Adolescents who are obese are more likely than their normal weight counterparts to have silent and symptomless heart problems, researchers warn.
It has been known for a long time that adult people with obesity are more likely to experience cardiovascular disease and death but a new preliminary study has raised the alarm for the younger people as well.
Dr. Gani Bajraktari and colleagues at the University of Pristina in Kosovo who studied 97 asymptomatic teenagers found that the obese adolescents had some higher levels of heart damage and thicker heart walls which impaired the organ’s faction.
The findings suggestes that higher body mass index (BMI) is associated with thicker left ventricular walls and impaired systolic and diastolic function, according to the presentation delivered at the Heart Failure Congress in Belgrade, Serbia.
“It means an early sign of heart failure,” says co-author Dr. Dejan Maras of Luton and Dunstable Hospital in Luton, UK. He warns that these patients may become symptomatic, including shortness of breath on exertion and poor exercise tolerance.

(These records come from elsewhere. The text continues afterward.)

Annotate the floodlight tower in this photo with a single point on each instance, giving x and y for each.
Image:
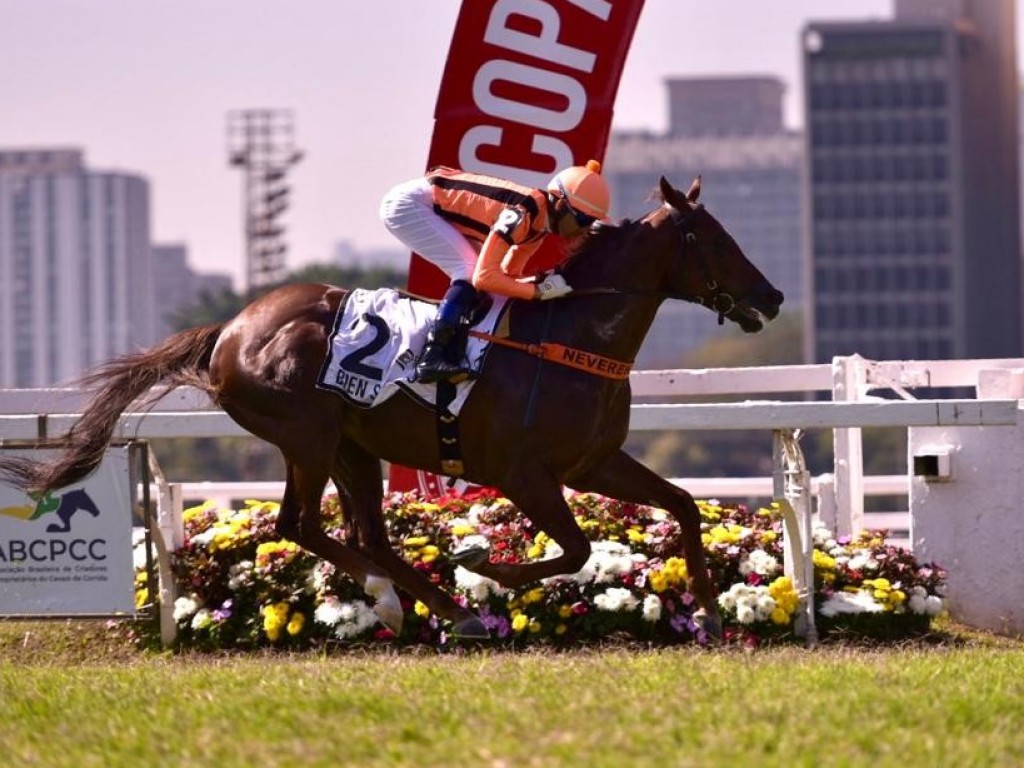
(261, 142)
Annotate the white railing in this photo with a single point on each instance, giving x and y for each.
(998, 384)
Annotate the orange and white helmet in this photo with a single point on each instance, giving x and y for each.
(585, 189)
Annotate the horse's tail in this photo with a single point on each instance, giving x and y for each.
(182, 358)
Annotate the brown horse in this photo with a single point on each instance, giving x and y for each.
(528, 428)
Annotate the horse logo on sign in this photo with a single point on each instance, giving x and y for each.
(64, 505)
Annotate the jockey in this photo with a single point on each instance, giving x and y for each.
(482, 232)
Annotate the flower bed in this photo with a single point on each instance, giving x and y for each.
(244, 587)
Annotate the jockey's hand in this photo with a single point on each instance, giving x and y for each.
(552, 287)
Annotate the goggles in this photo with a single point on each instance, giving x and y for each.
(583, 219)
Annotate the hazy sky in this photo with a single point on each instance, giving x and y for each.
(144, 86)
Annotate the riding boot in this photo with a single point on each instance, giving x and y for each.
(443, 356)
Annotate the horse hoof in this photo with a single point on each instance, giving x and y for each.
(470, 557)
(710, 623)
(470, 629)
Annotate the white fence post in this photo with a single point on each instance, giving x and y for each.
(793, 492)
(848, 373)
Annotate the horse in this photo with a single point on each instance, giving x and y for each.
(529, 427)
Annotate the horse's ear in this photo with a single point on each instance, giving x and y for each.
(694, 190)
(670, 194)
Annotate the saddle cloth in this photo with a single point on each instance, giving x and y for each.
(377, 338)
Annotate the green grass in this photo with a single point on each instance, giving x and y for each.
(70, 696)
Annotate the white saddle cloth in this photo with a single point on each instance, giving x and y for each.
(377, 338)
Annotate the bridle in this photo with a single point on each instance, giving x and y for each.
(717, 299)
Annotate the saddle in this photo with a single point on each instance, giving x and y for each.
(376, 339)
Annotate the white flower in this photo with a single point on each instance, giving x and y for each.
(651, 608)
(348, 619)
(846, 602)
(328, 612)
(240, 574)
(202, 620)
(615, 599)
(922, 602)
(607, 560)
(934, 605)
(477, 587)
(823, 537)
(184, 607)
(356, 617)
(759, 561)
(750, 603)
(862, 560)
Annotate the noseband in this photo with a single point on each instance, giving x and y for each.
(719, 300)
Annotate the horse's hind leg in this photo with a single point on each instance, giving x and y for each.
(301, 521)
(540, 498)
(621, 476)
(357, 476)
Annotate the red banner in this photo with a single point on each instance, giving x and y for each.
(528, 89)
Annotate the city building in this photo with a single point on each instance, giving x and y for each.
(729, 131)
(76, 281)
(912, 214)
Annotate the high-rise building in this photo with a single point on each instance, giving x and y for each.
(913, 208)
(728, 131)
(76, 284)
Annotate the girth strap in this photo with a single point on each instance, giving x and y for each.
(591, 363)
(449, 446)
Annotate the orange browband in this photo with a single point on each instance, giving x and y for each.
(597, 365)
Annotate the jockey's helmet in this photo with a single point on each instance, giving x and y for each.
(584, 188)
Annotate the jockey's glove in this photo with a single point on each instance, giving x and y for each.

The scientists say that further studies are needed to support their findings and examine that whether the obesity related heart damages are reversible after losing excessive weight.

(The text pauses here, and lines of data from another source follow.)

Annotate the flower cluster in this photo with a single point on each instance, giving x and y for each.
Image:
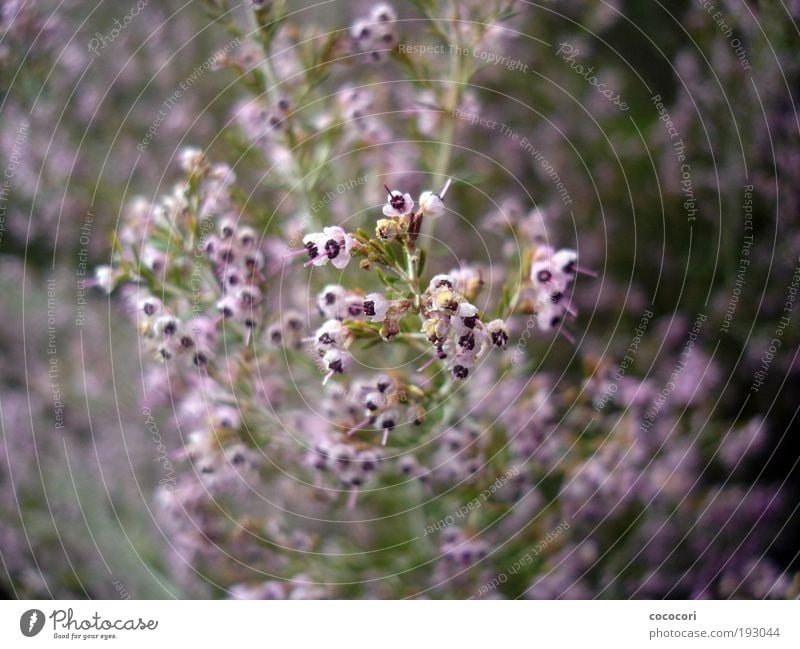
(375, 34)
(454, 328)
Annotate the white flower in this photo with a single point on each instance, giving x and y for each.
(376, 307)
(398, 204)
(466, 318)
(383, 12)
(441, 280)
(499, 333)
(337, 361)
(565, 262)
(431, 204)
(331, 335)
(332, 244)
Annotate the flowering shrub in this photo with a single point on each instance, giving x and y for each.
(443, 299)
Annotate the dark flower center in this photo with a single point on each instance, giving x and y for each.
(332, 248)
(460, 372)
(397, 201)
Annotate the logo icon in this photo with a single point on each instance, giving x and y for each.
(31, 622)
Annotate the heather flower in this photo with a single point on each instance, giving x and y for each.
(498, 332)
(398, 204)
(376, 306)
(332, 244)
(336, 361)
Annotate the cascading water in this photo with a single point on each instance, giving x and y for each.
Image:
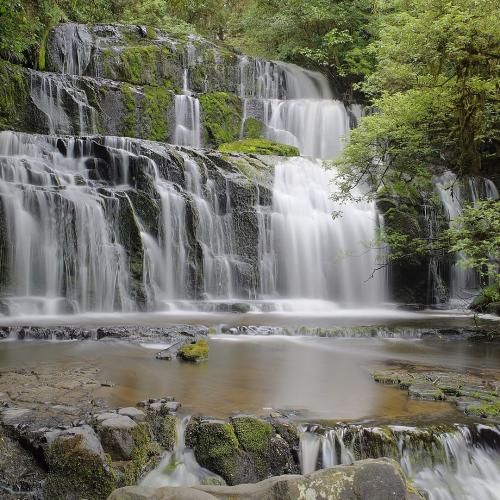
(454, 194)
(298, 107)
(187, 108)
(48, 91)
(445, 465)
(63, 253)
(179, 468)
(317, 256)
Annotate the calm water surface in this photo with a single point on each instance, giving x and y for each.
(324, 378)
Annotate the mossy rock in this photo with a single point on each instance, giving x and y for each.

However, the findings highlight that preventing obesity in young people would be the best strategy to prevent associated risks such as diabetes, high blood pressure, heart attack and stroke.
“Education on healthy food and exercise is needed in schools to prevent obesity and early cardiovascular disease in adolescents,” said Dr. Bajraktari. “This is an important step in preventing obesity and cardiovascular disease in adults.”